How to find cases on a subject

 

Using printed resources

 

To find cases on a particular subject area using printed materials:

  1. Run a Keyword search on the Library Catalogue for the word digests or law reports and your chosen subject. For example, international law digests, arbitration law reports.
  2. Check the Subject Guides to find the name of key law reports for different areas of law. Often law report series will have an index that you can browse.
  3. Use the subject indexes of general series of law reports, for example the All England Law Reports.
  4. Check digests, encyclopaedias and case citators which list cases by subject and provide full citations to the series in which they are reported.

Using online resources

The Library has a wide range of electronic law reports available via the Law databases page.

If you aren't sure which database covers your subject:

  1. Look at the list of resources from the Law Databases page; the descriptions of each database will outline whether they cover any specific topics;
  2. Refer to our Databases Guide;
  3. Refer to the relevant Subject Guide if available;

Once you have logged in to your chosen database:

1. Select the relevant section of the database and use the search options provided to search for your case.
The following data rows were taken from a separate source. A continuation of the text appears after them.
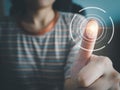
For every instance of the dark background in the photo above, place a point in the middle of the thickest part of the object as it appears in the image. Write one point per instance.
(112, 8)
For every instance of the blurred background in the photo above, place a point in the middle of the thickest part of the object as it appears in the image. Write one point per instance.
(112, 8)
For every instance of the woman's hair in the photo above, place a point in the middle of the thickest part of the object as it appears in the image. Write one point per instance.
(68, 6)
(19, 7)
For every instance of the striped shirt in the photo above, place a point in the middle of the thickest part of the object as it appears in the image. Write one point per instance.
(36, 62)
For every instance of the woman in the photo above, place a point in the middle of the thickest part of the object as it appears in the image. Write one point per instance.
(36, 52)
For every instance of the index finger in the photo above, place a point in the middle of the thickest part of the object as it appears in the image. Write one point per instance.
(89, 39)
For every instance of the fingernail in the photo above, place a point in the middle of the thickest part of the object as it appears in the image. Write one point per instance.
(91, 29)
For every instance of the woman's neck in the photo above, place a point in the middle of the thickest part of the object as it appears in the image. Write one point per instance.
(40, 19)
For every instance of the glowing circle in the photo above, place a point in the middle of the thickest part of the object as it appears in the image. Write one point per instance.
(105, 35)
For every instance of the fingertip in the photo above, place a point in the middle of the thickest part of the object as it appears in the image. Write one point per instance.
(91, 30)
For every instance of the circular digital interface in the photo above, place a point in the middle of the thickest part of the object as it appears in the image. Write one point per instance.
(105, 32)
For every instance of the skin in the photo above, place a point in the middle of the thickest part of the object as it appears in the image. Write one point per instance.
(89, 72)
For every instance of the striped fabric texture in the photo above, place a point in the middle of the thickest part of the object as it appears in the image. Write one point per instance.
(36, 62)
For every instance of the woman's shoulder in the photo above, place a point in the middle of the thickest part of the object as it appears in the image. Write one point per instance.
(70, 15)
(7, 21)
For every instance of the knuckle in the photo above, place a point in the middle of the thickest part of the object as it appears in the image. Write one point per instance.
(106, 61)
(83, 81)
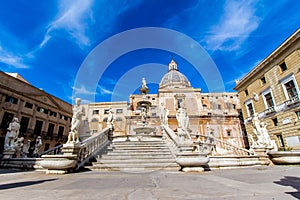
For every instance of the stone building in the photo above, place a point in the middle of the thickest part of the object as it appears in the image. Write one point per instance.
(219, 112)
(271, 90)
(39, 113)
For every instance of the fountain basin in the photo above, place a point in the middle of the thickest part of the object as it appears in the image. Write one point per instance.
(144, 130)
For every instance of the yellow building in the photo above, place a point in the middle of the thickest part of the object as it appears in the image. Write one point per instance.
(271, 90)
(218, 111)
(39, 113)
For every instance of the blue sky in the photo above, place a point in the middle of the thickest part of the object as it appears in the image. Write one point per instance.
(49, 42)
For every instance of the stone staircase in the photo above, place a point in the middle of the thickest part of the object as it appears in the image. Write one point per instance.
(136, 156)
Search by subject or keywords and type in words relevant to your topic.

2. If you are unsuccessful:

  • Try a different way of searching (e.g. search in the full-text instead of by subject);
  • Consider using synonyms and broader search terms;
  • Check any alternative databases which may include cases for that subject;
  • Try using print resources;
  • Refer to the section on How to find cases in law reports not held in the library which gives tips on how to find cases that are freely available online.
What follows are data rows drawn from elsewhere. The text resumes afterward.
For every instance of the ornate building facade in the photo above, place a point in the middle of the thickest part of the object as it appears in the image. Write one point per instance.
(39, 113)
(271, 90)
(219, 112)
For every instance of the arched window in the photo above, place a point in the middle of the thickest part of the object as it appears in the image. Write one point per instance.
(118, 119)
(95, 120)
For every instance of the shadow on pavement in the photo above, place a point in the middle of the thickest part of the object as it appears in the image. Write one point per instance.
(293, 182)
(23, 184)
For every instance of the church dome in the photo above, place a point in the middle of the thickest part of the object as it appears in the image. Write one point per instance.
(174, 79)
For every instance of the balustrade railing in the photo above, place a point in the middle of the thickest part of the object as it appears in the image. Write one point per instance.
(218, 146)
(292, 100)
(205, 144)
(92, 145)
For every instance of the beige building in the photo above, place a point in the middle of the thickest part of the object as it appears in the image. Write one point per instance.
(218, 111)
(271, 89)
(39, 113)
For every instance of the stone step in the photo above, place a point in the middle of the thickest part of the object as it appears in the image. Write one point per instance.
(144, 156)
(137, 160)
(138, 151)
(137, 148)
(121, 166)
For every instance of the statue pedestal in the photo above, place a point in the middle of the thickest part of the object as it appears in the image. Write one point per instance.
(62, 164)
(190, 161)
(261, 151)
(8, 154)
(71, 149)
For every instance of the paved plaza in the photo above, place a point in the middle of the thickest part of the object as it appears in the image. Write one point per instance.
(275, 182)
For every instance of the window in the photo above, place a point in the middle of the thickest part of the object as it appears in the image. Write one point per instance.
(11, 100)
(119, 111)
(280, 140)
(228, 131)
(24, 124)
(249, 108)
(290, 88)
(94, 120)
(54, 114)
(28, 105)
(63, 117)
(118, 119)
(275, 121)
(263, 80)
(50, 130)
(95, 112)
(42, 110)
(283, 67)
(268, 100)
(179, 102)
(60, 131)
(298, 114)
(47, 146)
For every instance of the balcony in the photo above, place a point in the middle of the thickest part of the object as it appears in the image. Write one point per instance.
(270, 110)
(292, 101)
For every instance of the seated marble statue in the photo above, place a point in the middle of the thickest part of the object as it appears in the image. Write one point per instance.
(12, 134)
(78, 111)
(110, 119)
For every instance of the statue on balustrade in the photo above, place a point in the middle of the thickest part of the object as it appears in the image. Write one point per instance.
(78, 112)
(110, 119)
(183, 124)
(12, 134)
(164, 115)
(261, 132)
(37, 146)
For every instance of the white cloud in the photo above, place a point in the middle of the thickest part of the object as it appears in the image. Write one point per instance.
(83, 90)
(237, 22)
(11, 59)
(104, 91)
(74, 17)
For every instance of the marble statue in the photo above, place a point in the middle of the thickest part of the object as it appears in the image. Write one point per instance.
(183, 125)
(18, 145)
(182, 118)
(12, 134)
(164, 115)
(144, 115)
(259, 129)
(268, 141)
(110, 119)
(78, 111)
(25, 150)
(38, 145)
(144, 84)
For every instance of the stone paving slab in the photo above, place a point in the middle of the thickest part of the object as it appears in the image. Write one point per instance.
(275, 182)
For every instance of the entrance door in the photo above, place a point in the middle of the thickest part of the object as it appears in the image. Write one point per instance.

3. If you get too many results:

  • Try different ways of searching (e.g. instead of a keyword search, try a subject search);
  • Is your keyword or subject too broad? If so, consider using narrower search terms;
  • Try combining a subject search with a free-text search;
  • Consider narrowing your results by date e.g. last five years only.

 

How to find cases in law reports not held in the library

 

If you need to locate a case from a series of law reports that is not available at IALS Library in print or online, here are some suggestions for tracking it down elsewhere.

Look for the case in another library

Check one of the catalogues on the web which include the holdings of more than one library. You may need to visit another library to obtain the material which you need. Alternatively you may be able to obtain titles from libraries using interlibrary loan and document delivery services offered by the library at your own college, university or organisation. Here are some suggestions:

Library Hub Discover - to search the collections of many academic and specialist libraries accross the UK, including the British Library

Worldcat - to search the collections of thousands of libraries worldwide

 To locate cases for a particular foreign jurisdiction try the FLAG Foreign Law Guide database. This is an inventory database of the holdings of primary legal materials for foreign jurisdictions of academic and national libraries around the UK. Flag has not been updated since 2013 so any information you find here should be berified with the holding library.

 

Look for the case online

Check the Eagle-i internet portal to  see whether there are any freely available reports or judgments on the web;

Check WorldLII for links to freely available online reports and judgments

 

Checking if a case is still good law

 

Use a case citator or digest to check whether a case is still "good law". This will tell you:

  • if your case has gone on to be appealed to a higher court, and whether the original decision was affirmed or reversed;
  • which subsequent cases have cited your case, and whether the treatment given was positive, negative or neutral.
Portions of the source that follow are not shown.